On se retrouve avec la 36ème édition de mes citations littéraires préférées (les précédentes sont à retrouver ici).
Vous le savez, j’adore dégainer mes post-it multicolores au cours de mes lectures pour marquer les passages qui me plaisent particulièrement. Qu’il s’agisse de traits d’humour, de quelques lignes poétiques, d’un passage saisissant. Tous sont, à leur façon, révélateurs du style littéraire de leur auteur(e) et de l’univers du roman dont ils sont tirés.
Je reviens aujourd’hui sur mes quatre dernières lectures qui furent – vous le remarquerez – assez prolifiques en termes de citations.
Je vous ai déjà donné mon avis sur ces lectures, mais je vous laisse désormais les découvrir de façon un peu différente.
« Plus Gil vieillissait, plus il remarquait que les gens parlaient d’eux-mêmes. A l’exclusion de tout autre sujet. C’était la norme de la discussion. Comme si l’ego était le seul sujet officiellement autorisé ».
Lydia Millet – De l’espoir et autres créatures ailées (mon avis sur le livre ici)
« Pour un jeune mec, c’est facile de confondre l’ennui d’une femme avec le ravissement ».
Lydia Millet – De l’espoir et autres créatures ailées
« Mais la solitude pouvait être ambiante dans un couple. Ou le devenir ».
Lydia Millet – De l’espoir et autres créatures ailées
« On devrait protéger les jeunes enfants du spectacle des vieux pieds ».
Lydia Millet – De l’espoir et autres créatures ailées
« L’absence de Lane ne l’avait pas transformé en «personne ». De même que sa présence n’avait pas fait de lui « quelqu’un » ».
Lydia Millet – De l’espoir et autres créatures ailées
« Quand on a beaucoup d’argent, on ne paie jamais pour quoi que ce soit. On ne sent jamais le goût des choses, alors on vit comme si tout était gratuit. Il n’y a jamais d’échange. Jamais de choix ni de sacrifice, à moins de céder son temps. Je voulais que le changement me coûte. Vous saisissez? Je voulais le mériter ».
Lydia Millet – De l’espoir et autres créatures ailées
« Se rendre, pensa Gil. Ce n’était peut-être pas la stratégie des lâches, après tout. Peut-être que la reddition, quand la situation l’exigeait, était la chose la plus difficile à faire. Pas le combat ».

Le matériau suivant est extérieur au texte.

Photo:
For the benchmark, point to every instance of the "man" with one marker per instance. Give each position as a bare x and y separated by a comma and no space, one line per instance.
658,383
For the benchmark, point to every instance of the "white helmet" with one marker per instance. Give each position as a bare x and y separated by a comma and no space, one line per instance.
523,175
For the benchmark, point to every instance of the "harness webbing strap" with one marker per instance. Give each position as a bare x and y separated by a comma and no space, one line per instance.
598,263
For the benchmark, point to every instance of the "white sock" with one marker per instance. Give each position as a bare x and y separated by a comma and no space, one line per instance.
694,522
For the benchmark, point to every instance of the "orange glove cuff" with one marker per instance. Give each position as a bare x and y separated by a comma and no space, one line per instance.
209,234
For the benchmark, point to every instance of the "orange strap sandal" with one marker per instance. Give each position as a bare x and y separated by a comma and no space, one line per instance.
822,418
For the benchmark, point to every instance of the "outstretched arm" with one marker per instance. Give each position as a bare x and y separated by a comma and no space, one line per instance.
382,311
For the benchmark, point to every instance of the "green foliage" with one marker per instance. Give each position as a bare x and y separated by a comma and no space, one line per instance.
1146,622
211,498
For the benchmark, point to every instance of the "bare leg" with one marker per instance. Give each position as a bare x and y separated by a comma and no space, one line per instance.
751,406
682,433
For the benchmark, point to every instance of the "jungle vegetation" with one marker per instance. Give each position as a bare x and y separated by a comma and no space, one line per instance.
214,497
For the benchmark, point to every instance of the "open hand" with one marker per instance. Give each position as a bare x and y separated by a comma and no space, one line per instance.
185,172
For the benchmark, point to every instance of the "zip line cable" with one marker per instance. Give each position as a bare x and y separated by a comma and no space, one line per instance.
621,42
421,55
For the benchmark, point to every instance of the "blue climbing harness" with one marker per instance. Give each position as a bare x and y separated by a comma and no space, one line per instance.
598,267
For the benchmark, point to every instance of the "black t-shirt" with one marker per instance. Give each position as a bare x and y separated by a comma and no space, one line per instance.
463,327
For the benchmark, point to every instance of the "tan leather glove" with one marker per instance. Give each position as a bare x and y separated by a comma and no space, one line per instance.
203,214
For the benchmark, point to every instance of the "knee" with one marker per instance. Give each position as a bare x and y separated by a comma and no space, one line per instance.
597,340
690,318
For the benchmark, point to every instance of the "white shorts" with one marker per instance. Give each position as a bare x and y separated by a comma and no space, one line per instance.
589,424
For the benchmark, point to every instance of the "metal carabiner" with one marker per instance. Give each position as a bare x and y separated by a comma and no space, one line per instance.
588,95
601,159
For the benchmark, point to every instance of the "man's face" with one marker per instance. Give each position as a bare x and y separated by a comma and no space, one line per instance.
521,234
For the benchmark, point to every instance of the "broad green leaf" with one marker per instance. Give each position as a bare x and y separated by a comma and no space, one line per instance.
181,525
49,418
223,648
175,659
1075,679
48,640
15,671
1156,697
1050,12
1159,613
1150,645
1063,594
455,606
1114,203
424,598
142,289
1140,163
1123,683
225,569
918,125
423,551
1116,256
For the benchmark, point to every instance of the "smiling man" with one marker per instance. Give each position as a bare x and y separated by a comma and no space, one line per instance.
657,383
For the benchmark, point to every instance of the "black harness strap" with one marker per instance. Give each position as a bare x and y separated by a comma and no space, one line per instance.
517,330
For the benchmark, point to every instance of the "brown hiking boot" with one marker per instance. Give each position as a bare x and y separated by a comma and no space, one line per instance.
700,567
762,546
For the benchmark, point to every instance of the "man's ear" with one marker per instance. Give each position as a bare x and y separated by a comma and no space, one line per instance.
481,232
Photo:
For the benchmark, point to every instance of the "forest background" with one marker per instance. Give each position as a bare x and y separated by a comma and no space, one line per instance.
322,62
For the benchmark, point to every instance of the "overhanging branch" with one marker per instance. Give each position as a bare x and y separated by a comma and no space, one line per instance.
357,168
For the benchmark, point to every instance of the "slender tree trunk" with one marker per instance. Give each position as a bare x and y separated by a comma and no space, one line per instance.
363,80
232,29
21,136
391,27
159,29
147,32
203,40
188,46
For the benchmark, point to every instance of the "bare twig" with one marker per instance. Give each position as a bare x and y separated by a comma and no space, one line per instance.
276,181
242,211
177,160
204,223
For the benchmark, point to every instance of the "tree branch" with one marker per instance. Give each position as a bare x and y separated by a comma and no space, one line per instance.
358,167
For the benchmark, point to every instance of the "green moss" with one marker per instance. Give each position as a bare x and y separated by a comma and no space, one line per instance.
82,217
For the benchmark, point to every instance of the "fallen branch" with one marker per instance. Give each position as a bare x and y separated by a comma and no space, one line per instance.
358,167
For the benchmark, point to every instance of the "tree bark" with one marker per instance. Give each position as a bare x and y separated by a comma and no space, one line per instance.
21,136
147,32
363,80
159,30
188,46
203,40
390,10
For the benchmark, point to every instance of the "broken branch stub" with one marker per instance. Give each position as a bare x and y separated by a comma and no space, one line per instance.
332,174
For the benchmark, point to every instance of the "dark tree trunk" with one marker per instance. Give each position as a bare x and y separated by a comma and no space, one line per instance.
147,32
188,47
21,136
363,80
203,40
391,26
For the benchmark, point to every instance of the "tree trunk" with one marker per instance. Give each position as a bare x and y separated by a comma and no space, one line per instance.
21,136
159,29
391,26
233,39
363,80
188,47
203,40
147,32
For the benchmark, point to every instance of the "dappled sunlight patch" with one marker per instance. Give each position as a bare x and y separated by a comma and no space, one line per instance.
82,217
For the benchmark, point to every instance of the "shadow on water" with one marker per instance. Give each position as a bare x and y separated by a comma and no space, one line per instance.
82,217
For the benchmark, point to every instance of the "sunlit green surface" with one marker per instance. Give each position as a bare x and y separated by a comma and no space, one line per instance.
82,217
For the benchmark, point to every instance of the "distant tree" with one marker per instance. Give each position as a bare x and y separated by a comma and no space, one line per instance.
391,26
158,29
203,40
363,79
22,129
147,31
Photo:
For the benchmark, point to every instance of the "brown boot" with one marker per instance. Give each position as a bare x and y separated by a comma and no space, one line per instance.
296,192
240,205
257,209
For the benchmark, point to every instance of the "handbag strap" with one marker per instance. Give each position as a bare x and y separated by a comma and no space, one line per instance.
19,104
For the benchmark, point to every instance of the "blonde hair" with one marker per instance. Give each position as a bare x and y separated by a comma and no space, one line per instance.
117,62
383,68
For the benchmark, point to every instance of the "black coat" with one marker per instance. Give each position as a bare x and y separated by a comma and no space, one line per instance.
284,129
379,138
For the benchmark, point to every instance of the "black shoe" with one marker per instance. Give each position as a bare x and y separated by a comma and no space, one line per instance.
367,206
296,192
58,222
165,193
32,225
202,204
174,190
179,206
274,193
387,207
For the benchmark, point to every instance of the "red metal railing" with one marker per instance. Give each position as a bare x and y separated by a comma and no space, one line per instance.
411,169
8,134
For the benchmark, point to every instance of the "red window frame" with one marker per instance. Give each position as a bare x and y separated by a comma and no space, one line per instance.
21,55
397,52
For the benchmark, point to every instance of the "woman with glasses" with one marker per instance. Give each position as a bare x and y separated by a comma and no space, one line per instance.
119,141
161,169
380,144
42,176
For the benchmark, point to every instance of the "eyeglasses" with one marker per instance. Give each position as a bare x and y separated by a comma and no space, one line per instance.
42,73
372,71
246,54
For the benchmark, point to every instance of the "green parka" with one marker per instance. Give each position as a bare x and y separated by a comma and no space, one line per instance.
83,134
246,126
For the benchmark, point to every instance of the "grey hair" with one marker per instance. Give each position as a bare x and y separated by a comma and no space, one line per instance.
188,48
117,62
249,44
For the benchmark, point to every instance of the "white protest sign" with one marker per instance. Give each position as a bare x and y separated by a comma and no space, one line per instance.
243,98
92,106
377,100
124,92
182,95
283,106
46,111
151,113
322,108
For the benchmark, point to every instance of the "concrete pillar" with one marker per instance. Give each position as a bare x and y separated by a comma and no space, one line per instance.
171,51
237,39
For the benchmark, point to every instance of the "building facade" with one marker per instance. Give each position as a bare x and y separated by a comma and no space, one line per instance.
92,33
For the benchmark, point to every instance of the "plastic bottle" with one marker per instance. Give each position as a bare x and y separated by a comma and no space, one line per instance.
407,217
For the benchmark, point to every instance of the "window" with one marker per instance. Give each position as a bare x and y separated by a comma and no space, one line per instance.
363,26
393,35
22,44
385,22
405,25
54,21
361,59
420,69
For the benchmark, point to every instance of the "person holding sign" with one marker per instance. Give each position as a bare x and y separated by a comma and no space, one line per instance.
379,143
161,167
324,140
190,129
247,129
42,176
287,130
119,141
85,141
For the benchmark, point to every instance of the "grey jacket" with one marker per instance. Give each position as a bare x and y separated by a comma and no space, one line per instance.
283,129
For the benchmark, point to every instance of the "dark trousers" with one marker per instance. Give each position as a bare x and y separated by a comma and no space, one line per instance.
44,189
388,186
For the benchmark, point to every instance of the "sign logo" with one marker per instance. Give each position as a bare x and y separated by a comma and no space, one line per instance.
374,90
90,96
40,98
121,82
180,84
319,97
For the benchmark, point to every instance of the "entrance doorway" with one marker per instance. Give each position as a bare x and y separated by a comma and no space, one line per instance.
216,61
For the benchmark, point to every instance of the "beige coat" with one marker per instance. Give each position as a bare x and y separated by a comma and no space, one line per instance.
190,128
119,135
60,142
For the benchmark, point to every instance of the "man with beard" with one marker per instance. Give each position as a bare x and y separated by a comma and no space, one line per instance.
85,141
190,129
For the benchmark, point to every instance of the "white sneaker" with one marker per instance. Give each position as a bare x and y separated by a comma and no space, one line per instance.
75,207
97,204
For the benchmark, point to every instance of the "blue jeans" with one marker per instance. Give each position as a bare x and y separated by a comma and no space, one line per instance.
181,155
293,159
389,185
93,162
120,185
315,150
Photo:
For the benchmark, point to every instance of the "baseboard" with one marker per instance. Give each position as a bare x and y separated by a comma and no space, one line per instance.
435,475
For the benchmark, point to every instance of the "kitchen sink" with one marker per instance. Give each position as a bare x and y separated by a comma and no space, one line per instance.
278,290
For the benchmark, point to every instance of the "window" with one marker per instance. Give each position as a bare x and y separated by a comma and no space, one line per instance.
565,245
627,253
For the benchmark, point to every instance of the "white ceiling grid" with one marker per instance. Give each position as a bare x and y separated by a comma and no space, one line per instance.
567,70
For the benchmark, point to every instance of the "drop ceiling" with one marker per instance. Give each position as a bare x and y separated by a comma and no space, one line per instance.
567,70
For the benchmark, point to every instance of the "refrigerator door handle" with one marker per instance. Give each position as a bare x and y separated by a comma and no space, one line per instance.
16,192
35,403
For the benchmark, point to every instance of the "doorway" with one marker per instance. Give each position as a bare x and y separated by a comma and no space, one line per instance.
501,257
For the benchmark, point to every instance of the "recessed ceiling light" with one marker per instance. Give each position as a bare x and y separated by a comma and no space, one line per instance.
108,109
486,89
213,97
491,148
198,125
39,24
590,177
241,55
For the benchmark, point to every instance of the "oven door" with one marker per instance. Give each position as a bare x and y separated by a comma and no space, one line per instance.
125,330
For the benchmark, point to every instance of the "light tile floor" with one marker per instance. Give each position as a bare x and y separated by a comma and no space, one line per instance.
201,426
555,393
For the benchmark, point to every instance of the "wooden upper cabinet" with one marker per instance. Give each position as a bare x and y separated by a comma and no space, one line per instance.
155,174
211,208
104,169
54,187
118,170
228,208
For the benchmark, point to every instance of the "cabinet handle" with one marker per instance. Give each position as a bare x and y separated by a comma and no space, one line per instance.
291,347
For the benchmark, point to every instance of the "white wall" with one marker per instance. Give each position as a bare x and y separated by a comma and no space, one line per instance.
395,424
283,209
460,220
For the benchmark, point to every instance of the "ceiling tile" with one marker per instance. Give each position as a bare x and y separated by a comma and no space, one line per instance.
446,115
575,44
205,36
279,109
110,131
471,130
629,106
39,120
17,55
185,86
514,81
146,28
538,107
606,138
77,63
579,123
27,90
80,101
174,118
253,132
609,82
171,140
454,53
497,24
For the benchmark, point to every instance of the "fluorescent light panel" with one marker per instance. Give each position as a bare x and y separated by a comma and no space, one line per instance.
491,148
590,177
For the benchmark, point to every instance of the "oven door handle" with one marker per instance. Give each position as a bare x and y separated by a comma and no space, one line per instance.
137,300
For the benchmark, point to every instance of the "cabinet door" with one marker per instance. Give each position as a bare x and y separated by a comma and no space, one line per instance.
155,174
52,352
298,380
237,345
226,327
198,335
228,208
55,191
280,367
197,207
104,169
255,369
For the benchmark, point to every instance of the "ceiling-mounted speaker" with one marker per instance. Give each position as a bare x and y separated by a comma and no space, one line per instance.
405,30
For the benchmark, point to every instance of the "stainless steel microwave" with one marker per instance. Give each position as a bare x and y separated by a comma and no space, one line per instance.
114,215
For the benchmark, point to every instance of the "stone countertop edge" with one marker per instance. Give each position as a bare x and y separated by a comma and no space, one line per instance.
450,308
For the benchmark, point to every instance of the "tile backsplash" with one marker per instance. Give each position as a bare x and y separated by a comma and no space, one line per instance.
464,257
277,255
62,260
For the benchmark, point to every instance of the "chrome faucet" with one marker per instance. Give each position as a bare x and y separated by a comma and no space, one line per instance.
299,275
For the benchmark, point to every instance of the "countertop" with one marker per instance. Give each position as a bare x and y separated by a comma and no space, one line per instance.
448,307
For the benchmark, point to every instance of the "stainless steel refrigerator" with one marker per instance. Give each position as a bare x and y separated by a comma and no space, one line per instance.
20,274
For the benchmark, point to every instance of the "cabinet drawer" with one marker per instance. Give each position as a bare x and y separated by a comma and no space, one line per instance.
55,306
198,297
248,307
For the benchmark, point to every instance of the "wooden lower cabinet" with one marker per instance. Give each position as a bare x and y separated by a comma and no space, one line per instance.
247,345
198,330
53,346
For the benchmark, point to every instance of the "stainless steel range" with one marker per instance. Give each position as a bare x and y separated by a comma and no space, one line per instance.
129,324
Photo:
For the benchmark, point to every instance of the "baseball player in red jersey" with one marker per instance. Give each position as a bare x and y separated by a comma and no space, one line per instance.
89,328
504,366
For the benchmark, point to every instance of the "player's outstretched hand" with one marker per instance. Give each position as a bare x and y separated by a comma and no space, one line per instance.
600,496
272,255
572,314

Lydia Millet – De l’espoir et autres créatures ailées
« Il nous est impossible de changer les faits, Gilbert, lui avait dit sa grand-mère. Nous ne pouvons que changer notre comportement. Face à eux. Et peut-être ce que nous ressentons ».
Lydia Millet – De l’espoir et autres créatures ailées
« La liberté ne peut être trouvée que dans l’esprit, mon chéri, disait-elle. Pas dans le monde ».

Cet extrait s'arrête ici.